約1分Mike ThriftMike Thrift
真の寄付基金(True Endowment)対 理事会指定基金(Board-Designated Endowment):非営利団体向けUPMIFAガイド

非営利団体の事務局長に「貴団体には基金(エンドーメント)がありますか?」と尋ねれば、通常は自信を持って「はい」という答えが返ってくるでしょう。しかし、CFOに同じ質問をすると、多くの場合「それは、どういう意味の基金かによりますね」と慎重な回答が返ってきます。

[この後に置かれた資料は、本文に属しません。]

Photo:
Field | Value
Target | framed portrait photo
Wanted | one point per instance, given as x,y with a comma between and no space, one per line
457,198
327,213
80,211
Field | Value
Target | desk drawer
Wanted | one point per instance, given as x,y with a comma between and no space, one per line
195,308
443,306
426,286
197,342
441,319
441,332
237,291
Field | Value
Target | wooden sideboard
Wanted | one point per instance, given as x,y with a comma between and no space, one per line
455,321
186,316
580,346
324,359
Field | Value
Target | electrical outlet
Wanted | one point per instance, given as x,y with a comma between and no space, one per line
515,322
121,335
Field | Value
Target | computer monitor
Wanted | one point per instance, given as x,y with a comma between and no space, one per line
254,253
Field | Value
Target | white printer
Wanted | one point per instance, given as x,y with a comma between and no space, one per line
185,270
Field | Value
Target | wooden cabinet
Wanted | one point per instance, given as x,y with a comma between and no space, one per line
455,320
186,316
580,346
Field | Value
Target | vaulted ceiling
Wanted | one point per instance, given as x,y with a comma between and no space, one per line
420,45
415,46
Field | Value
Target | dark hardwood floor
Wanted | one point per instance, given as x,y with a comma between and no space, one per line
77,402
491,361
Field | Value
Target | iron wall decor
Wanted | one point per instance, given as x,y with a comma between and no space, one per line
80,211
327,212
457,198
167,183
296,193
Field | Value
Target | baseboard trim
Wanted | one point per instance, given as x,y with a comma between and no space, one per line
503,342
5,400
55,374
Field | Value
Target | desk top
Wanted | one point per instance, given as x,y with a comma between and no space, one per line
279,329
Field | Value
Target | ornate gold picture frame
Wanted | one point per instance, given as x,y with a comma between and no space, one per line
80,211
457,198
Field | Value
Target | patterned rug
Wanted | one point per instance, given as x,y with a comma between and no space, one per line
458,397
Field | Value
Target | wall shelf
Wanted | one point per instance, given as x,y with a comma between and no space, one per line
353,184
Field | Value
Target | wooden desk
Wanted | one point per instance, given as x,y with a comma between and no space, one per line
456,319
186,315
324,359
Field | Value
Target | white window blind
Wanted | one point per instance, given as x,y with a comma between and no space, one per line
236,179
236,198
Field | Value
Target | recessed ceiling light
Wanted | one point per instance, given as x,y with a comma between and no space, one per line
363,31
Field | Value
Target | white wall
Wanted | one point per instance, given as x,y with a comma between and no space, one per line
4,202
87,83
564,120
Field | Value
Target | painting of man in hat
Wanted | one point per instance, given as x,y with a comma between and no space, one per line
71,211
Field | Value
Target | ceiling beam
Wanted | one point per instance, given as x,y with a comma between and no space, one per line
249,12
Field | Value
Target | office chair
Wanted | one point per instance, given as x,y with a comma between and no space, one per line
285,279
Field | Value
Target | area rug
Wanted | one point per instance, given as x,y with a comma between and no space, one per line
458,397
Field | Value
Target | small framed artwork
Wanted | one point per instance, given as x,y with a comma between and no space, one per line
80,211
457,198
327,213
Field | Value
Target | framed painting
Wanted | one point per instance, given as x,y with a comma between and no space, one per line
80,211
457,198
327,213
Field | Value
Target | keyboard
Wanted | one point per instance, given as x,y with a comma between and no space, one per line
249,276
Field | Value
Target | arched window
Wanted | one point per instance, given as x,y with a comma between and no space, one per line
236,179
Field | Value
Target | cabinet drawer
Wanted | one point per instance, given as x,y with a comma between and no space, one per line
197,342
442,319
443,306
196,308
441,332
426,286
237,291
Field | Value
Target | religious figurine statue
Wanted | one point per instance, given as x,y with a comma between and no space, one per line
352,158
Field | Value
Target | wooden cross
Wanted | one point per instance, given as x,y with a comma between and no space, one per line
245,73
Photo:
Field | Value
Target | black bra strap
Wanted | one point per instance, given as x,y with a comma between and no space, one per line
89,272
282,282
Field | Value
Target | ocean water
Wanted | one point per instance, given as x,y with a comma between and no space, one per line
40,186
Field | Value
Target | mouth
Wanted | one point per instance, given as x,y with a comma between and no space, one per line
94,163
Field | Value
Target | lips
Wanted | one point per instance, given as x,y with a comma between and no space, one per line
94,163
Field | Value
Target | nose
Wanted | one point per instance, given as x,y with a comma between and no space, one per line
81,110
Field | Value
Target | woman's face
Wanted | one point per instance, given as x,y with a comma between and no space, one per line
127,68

この自信の差こそが、監査上の指摘事項や理事会での紛争、寄付者との関係悪化といった驚くほど多くの問題を引き起こす原因となっています。非営利団体が「基金」と呼ぶすべての資金が法律によって制限されているわけではありません。理事会が設定した予備金を寄付者による永久的な拘束があるかのように扱うこと(あるいは、法的に恒久的な寄付金を自由裁量の現金のように消費してしまうこと)は、財務諸表の修正や寄付者からの苦情、極端な場合には検事総長による調査を招く可能性があります。

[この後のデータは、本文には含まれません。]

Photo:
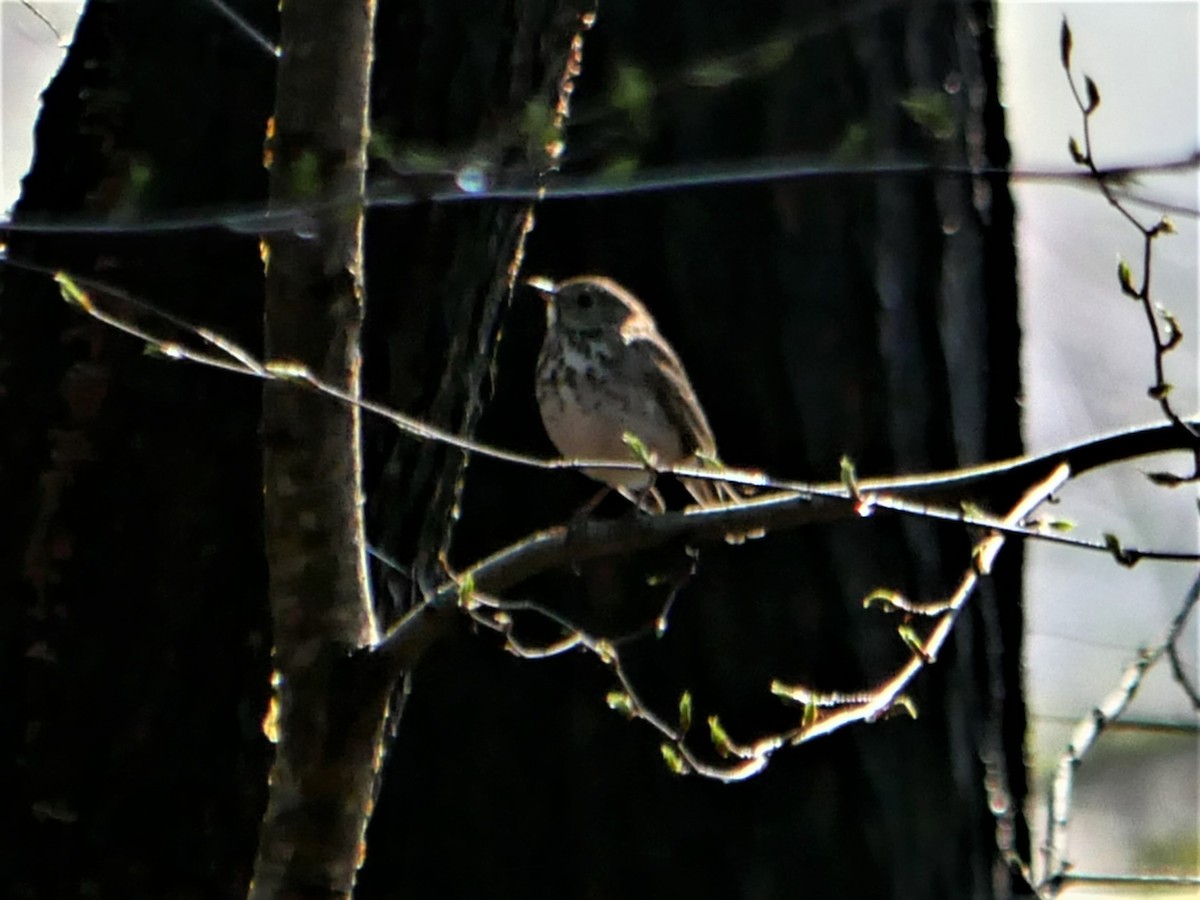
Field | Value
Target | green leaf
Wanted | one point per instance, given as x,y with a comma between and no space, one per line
1093,95
466,589
684,713
633,94
885,599
1174,333
1119,552
913,642
637,447
931,109
305,174
1167,479
1159,391
675,760
849,475
1075,153
721,742
810,713
906,703
622,702
774,53
71,292
1125,275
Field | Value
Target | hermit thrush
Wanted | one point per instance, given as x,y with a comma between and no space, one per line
607,381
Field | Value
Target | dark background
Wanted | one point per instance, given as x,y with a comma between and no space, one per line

この混乱は、ほぼ例外なく一つの区別に行き着きます。真の基金(true endowment)は寄付者によって作られ、理事会指定基金(board-designated endowment)は理事会によって作られるものであり、法律はこれらを完全に別物として扱います。

「基金」の3つの形態

非営利団体の財務チームは、通常、基金に類似した3つの資金を扱いますが、これらは互換性がありません。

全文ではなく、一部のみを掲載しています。